05 Mart 2014 Çarşamba

Ukrayna krizinde ortaya çıkan trajikomik, hatta absürd durumlar acaba neyin semptomu?
ABD Dışişleri Bakanı Kerry, NBC televizyonuna konuşurken, “Gidip bir ülkeyi sahte gerekçelerle işgal edemezsiniz” demiş. Kazanın tencereye dibin kara demesine benziyor...
Ukrayna’da halk, bir hırsızlar sürüsüne karşı “yeter artık” diyerek sokaklara döküldü. Şimdi, hırsız oldukları için bir önceki seçimlerde halktan oy alamamışlardan oluşan “kerameti kendinden menkul” bir hükümet var; Ukrayna’nın en zengin oligarklarını, ekonomik açıdan önemli bölgelerin başına yönetici olarak atıyor.
Maidan “devrimcilerinden”, faşist “Sağ Sektör” lideri, başka zaman olsa beyaz ırka tehdit olarak göreceği Çeçen Müslüman isyancılardan Rusya’ya karşı yardım istiyor.
Pazar, kaynak sıkıntısı çeken Batı kapitalizmi, enerji bağımlısı Avrupa, Ukrayna’yı, Rusya’yı yaptırım uygulamakla tehdit ediyor.
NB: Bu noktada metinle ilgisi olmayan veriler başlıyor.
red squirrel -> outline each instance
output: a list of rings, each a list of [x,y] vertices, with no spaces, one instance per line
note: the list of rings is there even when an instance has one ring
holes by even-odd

Aynı anda İngiliz hükümetinin ekonomik yaptırımlardan yana olmadığı basına sızıyor. Enerjisinin yüzde 60’ını, önemli ihracat pazarı Rusya’dan sağlayan Almanya, Spiegel’in yorumunda işaret ettiği gibi, “başlangıçta Kiev’de deli gibi koşturduktan sonra” (03/03) şimdi “aman krizi tırmandırmayalım” diyor. Die Welt’e göre “Putin bir despot diye başlayan bir indirgeme hatasına düşmemek gerekiyor” (03/03).
Kimi yorumcular, ekonomik-diplomatik yaptırımların Çin’e, Rusya ile stratejik ilişkilerini geliştirmek açısından yeni olanaklar da sağlayacağını düşünüyor. Çin “Batı, Soğuk Savaş mantalitesini bırakıp, Rusya’ya karşı değil onunla birlikte çalışmalıdır” diyor (Halkın Günlüğü, 03/03).
Birleşmiş Milletler Güvenlik Konseyi, Rusya veto hakkına sahip olduğundan bir karar alamaz durumda.
Batı’nın havada uçuşan soyut tehditlerine, afra tafrasına karşın ekonomik finansal bir krizin ortasında (III. dünya savaşını başlatma riski de cabası), Kırım için Rusya ile bir askeri çatışmayı göze alması çok uzak bir olasılık. Ama siyasi liderlerin hesap hatası yapma yeteneğini azımsamamak gerekir.
Kısacası Ukrayna’da belirsizlik egemen. Dünya sisteminin siyasi dengeleri dejenere olmaya devam ederken, tarih yine haritası olmayan sulara girdi. İşte Ukrayna’nın son yıllarda, özellikle mali krizin etkileriyle hızlanan karmaşıklaşan bu yeni durumu, Die Welt’in yorumunda işaret edildiği gibi (04/03) bir “machtpolitik”in (güç politikası) geri dönmesinin semptomu.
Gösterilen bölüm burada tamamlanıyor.